Help! There's No Meaning in This!
Someone commented the other day about how many belief systems there are about the body. The implication was that Moshe Feldenkrais's method was a belief system.
The basis of Feldenkrais, which is incontrovertible human mechanics, does not include beliefs. It is a general system of learning that happens to use human movement as its vehicle. Human learning has many paths. This is just one. What we layer on top of our movement is beliefs, stories, labels, boxes, ideas, and hopes.
Focus on Sensory Feedback Without Judgment
The Feldenkrais Method clarifies sensory feedback, which any alive person can do in any condition. This feedback is only distorted because of our lack of awareness, which comes from many sources, including injury, trauma, self-image, and pain. It doesn't matter.
What's true is that if we had perfect awareness, we'd all be perfect beings with perfect movement.
Greater or lesser awareness comes and goes without judgment.
Hence, in Feldenkrais our movement is not given an explanation based on something we perceive as a color, aura, rightness or wrongness, birth order, size, ability, mental health, spiritual belief, or astrological sign. Nor do we rely on a medical diagnosis for the way we move because the same diagnosis produces different movement patterns in different people. It's just movement.
Which, of course, makes it hard to maneuver because the space of no-meaning, of neutrality, is so vast.
My job is to provide clients a neutral experience of gravity: one without beliefs, judgements, or stories. In that space, you can feel something new, wordless, and vast.
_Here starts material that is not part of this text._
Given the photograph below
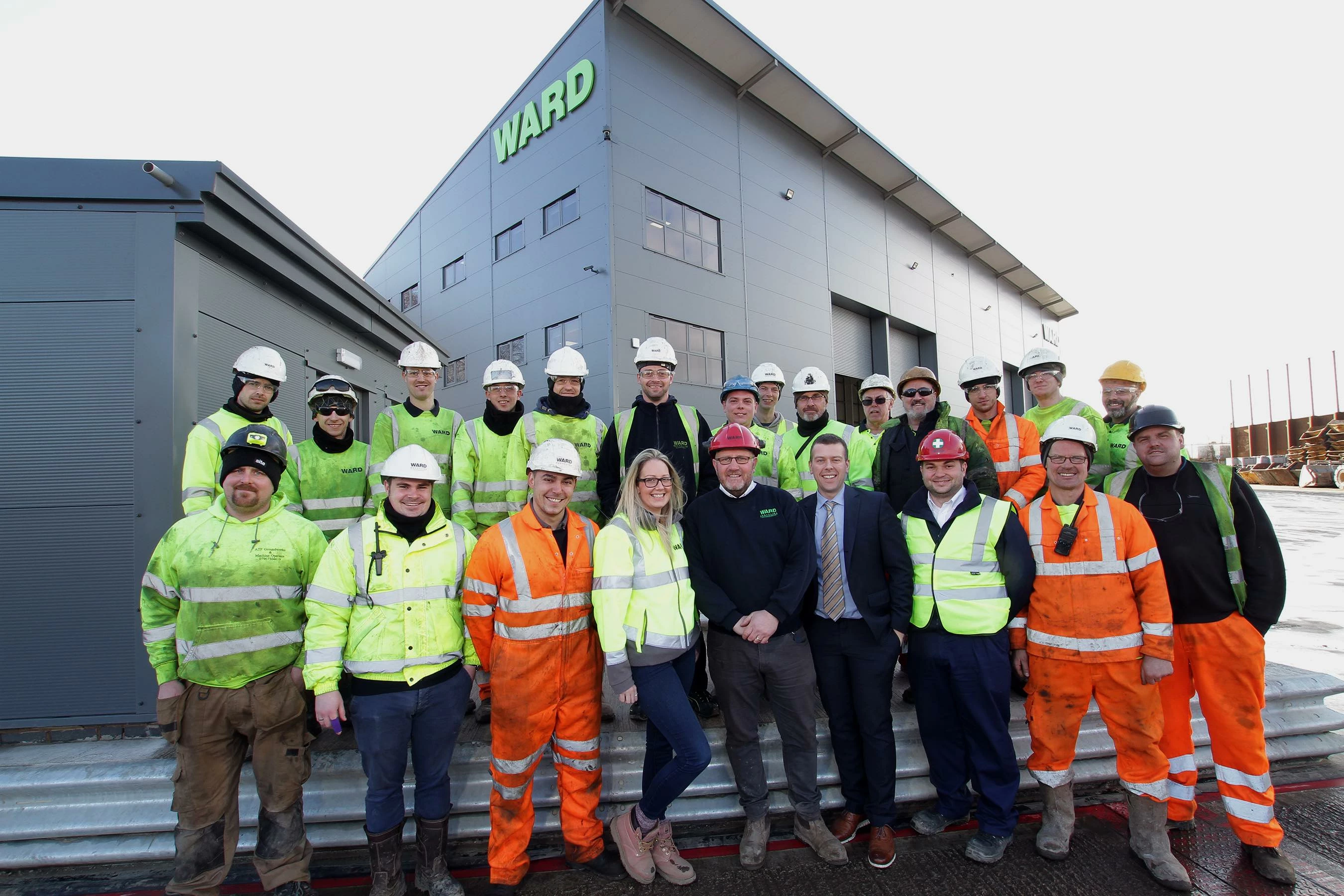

Reinvention Comes from the Neutral Ground
Letting go of old beliefs only happens when we stop giving so much weight to our definition of our experience. This weight is physical as well as mental and emotional. When our experience shifts, the heaviness lifts. We take a relieved breath in the newly lightened space.
We all inhabit our body, and we all look for the meaning of that residence. What does it mean that we feel things? What does it mean that we're injured, sick, in pain, or have a disease? What part of "me" is damaged?
In the Feldenkrais Method we talk a lot about where the "I" resides. Do I reside in my body, my mind, my stomach, my left knee? At what point am "I" present? Moshe Feldenkrais thought for decades about this, and his wisdom is palpable throughout his method.
The Feldenkrais Method creates a blank slate, a neutral ground, from which we can reinvent ourselves again and again. As we become open to our experience, perhaps we feel something outside the given definition of ourselves as in pain, injured, or diseased.
I know this is what helped me get through difficult times.
My teacher, Dennis Leri, told me when I was in the midst of an emotionally wretched situation, "Just get on the floor and do a lesson."
This cut across all the looping of my mental landscape. Sometimes there is no reason you can hang onto for life’s events. There is just the next experience.
And sometimes the next experience is the reason.